Alguém precisa parar Paula e Maycon: Racismo e Injúria Racial são crimes

Genilson Coutinho,
12/02/2019 | 10h02

Por Elder Luan

Se nossas instituições fossem sérias, Paula e Maycon já teriam sido intimados para se apresentar em uma Delegacia de Crimes Raciais, precisariam sair do programa para fazer o depoimento, e logo estariam eliminados do BBB 19.

Não tenho acompanhado o BBB 19 na íntegra, infelizmente, algumas demandas de minha vida pessoal tem me impedido de assistir as edições diárias, mas tem sido impossível não ficar sabendo de (quase) tudo que se passa na casa, em especial nos últimos dias, os frequentes casos de Racismo contra dois participantes: Gabriela e Rodrigo.

Gabriel e Rodrigo são dois dos poucos negros que estão no BBB. Politizados e conscientes da posição social que ocupam e da forma como o racismo estruturam nossas relações, quase que diariamente se veem obrigados a alertar os outros colegas de confinamento sobre comentários racistas. Sempre muito calmos, e um tanto até didáticos, os dois participantes têm explicado, pacientemente, que “humor negro”, “Denegrir”, “Faveladão”, e outras expressões nesse sentido, tem como base de sua construção o racismo. Isso tem feito com que Rodrigo e Gabriela atraiam olhares cada vez mais racistas, tano dentro da casa, quanto aqui fora.

Gabriela e Rodrigo na área externa da casa.

Gabriela e Rodrigo na área externa da casa.

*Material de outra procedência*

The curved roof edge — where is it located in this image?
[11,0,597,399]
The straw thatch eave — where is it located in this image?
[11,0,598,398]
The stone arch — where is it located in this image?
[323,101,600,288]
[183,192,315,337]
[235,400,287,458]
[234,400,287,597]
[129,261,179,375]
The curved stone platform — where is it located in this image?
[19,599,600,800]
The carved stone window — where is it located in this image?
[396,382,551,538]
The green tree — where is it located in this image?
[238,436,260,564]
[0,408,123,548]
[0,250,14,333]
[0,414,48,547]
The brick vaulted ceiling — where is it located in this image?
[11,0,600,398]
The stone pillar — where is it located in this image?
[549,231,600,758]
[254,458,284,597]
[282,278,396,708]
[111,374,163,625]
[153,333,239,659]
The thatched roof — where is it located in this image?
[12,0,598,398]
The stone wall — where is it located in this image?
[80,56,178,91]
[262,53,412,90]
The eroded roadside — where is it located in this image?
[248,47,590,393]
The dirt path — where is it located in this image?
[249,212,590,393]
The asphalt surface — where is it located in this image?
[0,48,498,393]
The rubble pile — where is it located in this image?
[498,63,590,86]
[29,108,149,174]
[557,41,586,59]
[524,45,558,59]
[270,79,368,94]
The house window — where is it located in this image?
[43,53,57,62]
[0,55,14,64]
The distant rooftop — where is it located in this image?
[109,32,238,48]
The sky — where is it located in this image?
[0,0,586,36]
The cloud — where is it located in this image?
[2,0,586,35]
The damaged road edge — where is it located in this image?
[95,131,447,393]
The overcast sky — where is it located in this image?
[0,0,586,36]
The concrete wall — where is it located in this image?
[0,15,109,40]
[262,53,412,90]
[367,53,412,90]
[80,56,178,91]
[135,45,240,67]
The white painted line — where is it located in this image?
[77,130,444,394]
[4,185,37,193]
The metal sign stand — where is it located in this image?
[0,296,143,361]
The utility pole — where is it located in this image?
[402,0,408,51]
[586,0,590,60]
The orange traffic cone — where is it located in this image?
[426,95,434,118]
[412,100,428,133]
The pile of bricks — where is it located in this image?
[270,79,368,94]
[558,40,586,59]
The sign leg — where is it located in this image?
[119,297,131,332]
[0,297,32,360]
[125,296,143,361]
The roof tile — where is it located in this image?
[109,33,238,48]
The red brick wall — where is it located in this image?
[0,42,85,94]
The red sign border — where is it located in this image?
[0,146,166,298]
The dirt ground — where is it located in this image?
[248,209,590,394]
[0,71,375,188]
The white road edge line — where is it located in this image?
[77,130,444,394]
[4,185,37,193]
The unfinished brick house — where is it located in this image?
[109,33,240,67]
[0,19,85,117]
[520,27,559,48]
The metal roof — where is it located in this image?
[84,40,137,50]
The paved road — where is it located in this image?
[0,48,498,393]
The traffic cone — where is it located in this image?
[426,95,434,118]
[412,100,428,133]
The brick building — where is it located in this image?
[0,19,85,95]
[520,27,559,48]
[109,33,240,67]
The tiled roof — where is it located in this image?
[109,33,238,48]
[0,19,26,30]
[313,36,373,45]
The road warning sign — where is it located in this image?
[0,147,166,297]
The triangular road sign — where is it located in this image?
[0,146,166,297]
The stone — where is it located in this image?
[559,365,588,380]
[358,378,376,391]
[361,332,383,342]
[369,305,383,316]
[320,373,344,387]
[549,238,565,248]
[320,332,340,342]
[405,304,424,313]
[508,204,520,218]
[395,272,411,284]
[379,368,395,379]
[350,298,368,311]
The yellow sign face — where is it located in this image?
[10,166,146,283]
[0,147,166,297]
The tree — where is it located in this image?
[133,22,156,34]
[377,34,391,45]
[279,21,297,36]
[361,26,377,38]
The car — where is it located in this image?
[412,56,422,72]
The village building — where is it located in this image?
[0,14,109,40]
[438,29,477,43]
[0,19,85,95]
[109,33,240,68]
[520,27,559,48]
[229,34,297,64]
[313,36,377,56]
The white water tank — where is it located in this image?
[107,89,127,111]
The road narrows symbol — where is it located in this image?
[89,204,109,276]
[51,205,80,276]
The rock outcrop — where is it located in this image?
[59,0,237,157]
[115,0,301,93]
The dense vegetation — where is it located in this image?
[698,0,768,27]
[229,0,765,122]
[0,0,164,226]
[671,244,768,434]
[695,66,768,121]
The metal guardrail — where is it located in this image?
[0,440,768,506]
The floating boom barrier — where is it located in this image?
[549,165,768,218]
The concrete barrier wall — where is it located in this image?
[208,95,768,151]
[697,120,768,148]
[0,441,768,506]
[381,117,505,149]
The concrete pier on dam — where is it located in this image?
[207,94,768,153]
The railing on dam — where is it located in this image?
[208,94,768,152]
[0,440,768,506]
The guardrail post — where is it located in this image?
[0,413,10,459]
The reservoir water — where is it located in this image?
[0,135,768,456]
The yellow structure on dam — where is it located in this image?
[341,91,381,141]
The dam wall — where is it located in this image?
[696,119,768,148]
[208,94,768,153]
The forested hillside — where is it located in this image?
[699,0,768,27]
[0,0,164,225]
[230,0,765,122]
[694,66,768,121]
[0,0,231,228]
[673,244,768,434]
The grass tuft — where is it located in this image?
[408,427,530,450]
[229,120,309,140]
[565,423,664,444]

Rodrigo foi o primeiro alvo. Logo na primeira semana, a participante Isabela convocou uma reunião para reclamar do ronco do Brother, propondo um rodizio de quartos, para que todos (pasmem!) tivessem a experiência de dormir (ou não dormir) com o cara que ronca. Desde então Rodrigo passou a ser o foco das conversas da casa, em especial dos participantes Diego e Gustavo, que nos primeiros dias de confinamento viviam fazendo comentários jocosos sobre o produtor cultural.

Pra piorar ainda mais a situação de Rodrigo, nos últimos dias, ele e Gabriela “corrigiram” diversas vezes alguns participantes que estavam utilizando-se de expressões racistas, o que contribuiu ainda mais para que eles passassem a ser o foco principal das conversas de quatro participantes: Paula, Hariany, Maycon e Diego.

Como já foi denunciado pela revista Capricho, ao longo dessas quatro semanas de programa, a participante Paula deu um show de comentários racistas. Entre outras coisas, que podem ser vistas numa compilação feita por um usuário do Twitter, a participante fala: “pensei que fosse chegar mó faveladão” (referindo-se a um susposto bandido), “cabelo ruim”, “humor negro é você começar a pegar uma pessoa negra e fazer piadinha contra ela”, “pra mim cota é uma forma de racismo do Estado” e “começa a denegrir a pessoa por ser loira”. Essa mesma participante disse já ter sofrido “Racismo reverso”, e acredita que ela é quem está sofrendo preconceito na casa.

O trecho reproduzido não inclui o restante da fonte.